GOP Leader Calls Santorum 'Homophobic'

Jason St. Amand READ TIME: 3 MIN.

Former three-term Wyoming Senator Alan Simpson (R) recently said that GOP presidential candidate Rick Santorum is homophobic, the Wyoming news station KTVQ reported.

"I know Santorum, I served with him," Simpson said. "He is rigid and a homophobic. He believes that gays and lesbians, he mentioned in an interview in 2003, about bestiality, and gays and lesbians. I think that's disgusting."

Simpson, who has supported LGBT rights in the past, says that the Republican Party should focus less on social issues. In a recent CBS News/ New York Times poll the majority of people surveyed said that they feel economic issues are more important than social issues, KTVQ points out.

"Here's a party that believes in government out of your life, the precious right of privacy and the right to be left alone," Simpson said in an interview for CBS' "Face to Face." "How then can they be the hypocrisy of fiddling around in these social issues? We won't have a prayer."

In 2001, Simpson became the honorary chairman of the Republican Unity Coalition -- a gay/straight alliance within the Republican Party. The group reached out to non-traditional GOP members who shared similar personal values. Simpson even recruited President Gerald Ford to serve as the organization's advisory board. In 2003, the organization dissolved as President George W. Bush called for a national ban of same-sex marriage.

In 2007 he told the Washington Post how his views on the LGBT community had changed over the years.

"Since 1993 I have had the rich satisfaction of knowing and working with many openly gay and lesbian Americans, and I have come to realize that 'gay' is an artificial category when it comes to measuring a man or a woman's on-the-job performance or commitment to shared goals," Simpson said.

Santorum has been upfront about his stance on gays and same-sex marriage. Last month, the former Pennsylvania senator told CNN's Piers Morgan that if he is elected president he would make it illegal for same-sex couples to marry across the country.

"And they asked him, well he said I want a Constitutional amendment to ban gay marriage and they said well what about the people who are already married? And he said well they would be nullified," Simpson said of Santorum's views on same-sex marriage. "I mean what is, what's human, what's kind about that? We're all human beings, we all know or love somebody who's gay or lesbian so what the hell is that about?
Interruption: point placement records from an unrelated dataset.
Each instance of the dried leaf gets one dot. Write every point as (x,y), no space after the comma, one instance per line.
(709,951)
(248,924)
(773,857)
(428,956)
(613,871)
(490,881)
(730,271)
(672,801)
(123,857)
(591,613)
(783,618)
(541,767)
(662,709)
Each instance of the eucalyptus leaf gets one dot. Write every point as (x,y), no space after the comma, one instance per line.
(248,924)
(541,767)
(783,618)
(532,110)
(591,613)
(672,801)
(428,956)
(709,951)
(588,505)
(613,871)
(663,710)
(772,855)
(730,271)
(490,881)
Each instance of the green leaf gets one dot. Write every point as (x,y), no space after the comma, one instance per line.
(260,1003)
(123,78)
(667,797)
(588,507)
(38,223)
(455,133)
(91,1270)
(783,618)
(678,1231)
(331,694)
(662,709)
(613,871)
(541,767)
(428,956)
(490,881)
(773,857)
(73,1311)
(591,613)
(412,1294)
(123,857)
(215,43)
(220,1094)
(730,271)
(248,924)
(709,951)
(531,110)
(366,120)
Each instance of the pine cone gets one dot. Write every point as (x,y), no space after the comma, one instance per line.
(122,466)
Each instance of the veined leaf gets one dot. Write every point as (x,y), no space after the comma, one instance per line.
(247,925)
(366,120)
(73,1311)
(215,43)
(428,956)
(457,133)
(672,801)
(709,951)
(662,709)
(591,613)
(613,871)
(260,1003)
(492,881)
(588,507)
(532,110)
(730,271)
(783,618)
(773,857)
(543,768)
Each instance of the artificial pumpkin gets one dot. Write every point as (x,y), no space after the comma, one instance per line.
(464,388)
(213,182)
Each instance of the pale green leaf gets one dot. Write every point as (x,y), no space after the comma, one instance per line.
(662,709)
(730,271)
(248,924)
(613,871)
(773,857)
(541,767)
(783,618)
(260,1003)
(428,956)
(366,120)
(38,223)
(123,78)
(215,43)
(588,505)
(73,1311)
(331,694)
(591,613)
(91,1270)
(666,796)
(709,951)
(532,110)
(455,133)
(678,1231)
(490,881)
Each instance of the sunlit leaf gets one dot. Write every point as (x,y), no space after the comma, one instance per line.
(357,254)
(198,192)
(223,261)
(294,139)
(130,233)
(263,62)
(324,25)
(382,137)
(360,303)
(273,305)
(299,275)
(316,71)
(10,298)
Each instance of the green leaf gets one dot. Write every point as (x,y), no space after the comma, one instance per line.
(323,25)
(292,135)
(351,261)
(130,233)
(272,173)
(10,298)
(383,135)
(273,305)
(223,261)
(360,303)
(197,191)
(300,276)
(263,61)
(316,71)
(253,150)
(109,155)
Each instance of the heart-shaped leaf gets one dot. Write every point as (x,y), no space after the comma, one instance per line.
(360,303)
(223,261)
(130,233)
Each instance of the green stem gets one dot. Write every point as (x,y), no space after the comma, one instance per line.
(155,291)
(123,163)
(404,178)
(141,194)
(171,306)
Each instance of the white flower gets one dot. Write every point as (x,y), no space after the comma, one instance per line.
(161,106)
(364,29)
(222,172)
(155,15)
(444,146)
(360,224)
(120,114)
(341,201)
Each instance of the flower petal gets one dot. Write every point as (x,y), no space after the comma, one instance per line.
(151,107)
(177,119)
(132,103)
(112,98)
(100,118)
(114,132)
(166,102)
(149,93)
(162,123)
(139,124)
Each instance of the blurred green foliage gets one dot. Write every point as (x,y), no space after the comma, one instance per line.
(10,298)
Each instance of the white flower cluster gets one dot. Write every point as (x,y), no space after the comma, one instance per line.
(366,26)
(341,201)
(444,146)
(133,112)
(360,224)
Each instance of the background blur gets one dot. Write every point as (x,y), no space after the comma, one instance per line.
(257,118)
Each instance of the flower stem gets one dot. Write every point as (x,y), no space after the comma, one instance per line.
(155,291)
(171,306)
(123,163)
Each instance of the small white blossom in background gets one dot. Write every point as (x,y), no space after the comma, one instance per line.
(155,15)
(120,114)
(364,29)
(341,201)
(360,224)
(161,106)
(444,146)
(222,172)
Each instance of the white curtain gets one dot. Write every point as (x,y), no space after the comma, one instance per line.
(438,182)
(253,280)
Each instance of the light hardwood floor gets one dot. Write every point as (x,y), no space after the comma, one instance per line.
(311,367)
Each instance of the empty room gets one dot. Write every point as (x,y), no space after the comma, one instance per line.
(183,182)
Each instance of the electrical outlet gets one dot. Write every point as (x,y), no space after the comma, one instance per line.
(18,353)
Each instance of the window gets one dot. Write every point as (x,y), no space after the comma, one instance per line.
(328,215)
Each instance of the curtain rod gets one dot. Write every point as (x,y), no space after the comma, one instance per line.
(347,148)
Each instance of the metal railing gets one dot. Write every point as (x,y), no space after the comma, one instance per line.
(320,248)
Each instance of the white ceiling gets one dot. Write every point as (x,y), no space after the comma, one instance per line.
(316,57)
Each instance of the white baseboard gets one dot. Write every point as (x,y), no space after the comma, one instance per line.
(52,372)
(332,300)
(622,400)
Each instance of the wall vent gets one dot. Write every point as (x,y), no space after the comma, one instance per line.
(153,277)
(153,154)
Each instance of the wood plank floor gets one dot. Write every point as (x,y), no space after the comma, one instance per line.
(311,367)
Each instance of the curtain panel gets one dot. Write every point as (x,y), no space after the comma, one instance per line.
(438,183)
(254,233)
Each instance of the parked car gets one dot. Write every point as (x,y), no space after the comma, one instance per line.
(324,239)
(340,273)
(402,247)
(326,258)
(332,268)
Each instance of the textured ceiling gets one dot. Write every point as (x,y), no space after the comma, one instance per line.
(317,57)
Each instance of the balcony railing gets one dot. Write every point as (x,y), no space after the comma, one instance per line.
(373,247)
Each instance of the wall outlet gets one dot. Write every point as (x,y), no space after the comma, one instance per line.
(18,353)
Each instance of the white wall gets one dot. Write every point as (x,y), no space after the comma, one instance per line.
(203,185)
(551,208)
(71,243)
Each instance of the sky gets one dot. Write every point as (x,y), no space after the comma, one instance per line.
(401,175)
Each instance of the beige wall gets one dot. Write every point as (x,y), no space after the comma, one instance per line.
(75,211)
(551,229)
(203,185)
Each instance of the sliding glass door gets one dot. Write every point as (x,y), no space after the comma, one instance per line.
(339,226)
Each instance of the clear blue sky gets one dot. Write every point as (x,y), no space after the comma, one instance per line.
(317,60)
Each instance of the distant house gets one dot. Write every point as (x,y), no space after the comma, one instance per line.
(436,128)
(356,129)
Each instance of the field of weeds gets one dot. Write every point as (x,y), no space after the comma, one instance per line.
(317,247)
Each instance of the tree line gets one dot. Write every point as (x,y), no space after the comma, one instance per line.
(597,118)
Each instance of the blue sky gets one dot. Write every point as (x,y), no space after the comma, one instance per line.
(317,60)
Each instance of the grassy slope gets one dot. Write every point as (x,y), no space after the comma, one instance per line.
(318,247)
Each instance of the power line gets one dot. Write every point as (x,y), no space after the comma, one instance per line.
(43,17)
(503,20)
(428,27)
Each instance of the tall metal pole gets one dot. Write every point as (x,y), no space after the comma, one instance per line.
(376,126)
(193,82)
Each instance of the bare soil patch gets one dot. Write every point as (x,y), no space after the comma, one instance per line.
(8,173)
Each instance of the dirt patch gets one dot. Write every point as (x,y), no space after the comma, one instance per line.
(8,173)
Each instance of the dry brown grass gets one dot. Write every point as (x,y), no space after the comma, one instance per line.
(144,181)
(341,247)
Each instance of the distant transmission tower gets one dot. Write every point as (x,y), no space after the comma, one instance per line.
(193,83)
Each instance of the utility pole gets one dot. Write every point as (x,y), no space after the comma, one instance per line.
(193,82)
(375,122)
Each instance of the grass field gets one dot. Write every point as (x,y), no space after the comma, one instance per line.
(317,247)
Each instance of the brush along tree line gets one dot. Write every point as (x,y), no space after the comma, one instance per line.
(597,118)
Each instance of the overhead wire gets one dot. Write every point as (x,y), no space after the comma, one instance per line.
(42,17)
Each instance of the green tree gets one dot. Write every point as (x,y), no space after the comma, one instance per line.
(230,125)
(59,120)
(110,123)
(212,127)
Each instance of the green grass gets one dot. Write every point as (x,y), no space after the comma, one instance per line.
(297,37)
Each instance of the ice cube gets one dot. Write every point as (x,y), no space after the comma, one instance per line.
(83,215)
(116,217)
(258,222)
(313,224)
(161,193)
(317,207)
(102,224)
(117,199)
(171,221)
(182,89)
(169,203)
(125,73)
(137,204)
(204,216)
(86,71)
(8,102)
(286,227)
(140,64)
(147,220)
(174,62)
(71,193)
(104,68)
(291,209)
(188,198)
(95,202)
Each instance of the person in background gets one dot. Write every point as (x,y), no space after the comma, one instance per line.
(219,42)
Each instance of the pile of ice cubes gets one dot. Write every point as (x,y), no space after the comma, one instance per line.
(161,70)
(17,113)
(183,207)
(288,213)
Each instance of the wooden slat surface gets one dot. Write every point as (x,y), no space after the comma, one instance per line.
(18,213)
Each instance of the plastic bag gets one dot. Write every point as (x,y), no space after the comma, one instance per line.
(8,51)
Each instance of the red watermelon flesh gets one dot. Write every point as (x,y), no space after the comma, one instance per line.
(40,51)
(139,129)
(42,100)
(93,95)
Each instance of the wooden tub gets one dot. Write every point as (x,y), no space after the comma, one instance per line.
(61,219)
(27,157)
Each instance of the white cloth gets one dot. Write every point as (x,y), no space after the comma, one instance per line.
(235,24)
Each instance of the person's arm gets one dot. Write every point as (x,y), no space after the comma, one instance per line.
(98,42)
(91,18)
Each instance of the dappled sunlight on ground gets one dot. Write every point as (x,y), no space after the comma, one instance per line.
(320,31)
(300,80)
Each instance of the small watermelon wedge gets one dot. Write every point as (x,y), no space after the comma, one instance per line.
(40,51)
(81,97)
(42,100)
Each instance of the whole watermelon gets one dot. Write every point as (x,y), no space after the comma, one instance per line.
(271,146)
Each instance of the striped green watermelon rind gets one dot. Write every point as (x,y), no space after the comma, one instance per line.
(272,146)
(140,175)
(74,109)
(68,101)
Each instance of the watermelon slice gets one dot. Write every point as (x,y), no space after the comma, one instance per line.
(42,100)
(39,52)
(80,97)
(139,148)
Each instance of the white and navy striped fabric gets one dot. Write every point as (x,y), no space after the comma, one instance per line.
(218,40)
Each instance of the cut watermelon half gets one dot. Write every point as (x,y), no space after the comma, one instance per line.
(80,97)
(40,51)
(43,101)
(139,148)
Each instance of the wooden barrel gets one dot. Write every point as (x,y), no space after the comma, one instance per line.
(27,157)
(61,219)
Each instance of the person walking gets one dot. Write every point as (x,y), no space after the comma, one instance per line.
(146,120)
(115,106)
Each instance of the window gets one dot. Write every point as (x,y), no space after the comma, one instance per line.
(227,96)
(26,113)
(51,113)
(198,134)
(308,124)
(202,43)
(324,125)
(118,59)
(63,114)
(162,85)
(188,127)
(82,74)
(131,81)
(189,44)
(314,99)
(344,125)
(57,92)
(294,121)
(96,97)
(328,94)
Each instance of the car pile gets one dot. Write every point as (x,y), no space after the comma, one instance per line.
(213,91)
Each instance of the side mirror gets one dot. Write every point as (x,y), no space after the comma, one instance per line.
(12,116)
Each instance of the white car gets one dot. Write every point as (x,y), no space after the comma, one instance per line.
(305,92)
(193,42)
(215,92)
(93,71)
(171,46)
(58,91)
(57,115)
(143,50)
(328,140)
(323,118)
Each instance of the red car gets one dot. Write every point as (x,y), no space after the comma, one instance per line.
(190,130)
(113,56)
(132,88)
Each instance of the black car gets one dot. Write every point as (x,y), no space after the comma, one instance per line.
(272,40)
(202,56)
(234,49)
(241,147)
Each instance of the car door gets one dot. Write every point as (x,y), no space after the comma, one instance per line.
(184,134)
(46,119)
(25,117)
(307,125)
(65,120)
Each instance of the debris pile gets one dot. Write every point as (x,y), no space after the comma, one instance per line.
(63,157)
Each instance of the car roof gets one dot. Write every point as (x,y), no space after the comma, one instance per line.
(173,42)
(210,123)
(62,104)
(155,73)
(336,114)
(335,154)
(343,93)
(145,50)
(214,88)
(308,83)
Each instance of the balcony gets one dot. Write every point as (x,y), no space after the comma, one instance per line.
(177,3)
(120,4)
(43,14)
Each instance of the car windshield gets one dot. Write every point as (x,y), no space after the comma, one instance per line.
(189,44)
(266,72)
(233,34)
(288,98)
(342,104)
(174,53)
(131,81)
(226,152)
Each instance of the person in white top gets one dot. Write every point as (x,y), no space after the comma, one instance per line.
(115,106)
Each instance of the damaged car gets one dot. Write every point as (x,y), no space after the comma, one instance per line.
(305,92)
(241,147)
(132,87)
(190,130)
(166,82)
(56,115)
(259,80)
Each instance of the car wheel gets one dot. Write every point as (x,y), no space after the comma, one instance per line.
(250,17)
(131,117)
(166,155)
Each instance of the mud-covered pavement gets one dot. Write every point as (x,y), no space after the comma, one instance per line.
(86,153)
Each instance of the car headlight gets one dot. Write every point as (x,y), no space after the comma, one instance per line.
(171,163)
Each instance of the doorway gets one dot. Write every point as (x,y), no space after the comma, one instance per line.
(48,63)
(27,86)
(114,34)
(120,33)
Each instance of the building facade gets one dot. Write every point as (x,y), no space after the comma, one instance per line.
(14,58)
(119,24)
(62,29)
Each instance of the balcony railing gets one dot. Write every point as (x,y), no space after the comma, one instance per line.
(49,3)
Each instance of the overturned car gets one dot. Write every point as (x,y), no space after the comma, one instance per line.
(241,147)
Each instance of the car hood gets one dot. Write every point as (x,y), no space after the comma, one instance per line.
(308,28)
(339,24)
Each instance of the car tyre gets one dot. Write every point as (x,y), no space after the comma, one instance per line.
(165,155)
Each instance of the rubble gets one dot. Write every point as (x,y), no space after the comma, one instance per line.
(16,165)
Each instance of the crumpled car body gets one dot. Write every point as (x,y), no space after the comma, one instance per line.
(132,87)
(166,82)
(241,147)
To me it's startling and borders on disgust."

A Los Angeles Times article says that Santorum is the "candidate with the most conservative views on social issues" and questions if his views are too extreme to win the GOP nomination. Besides same-sex marriage, the politician was also against the repeal of the Don't Ask Don't Tell Act, which barred gays from serving openly in the military. Additionally, he has compared gay sex to bestiality.

Santorum is also against abortion even in the cases of rape or incest and opposes contraception. He said it is "a license to do things in the sexual realm that is counter to how things are supposed to be."

Simpson says that he believes the former governor of Massachusetts, Mitt Romney, has the best chance of beating President Obama in the upcoming election.

"I think that he can win because of the ancient political thing that you know so well, people don't vote for anybody, they vote against," he said. "And if Obama keeps stumbling around in it - but he won't--but if he does, they'll vote against him. And at that point the other guy wins."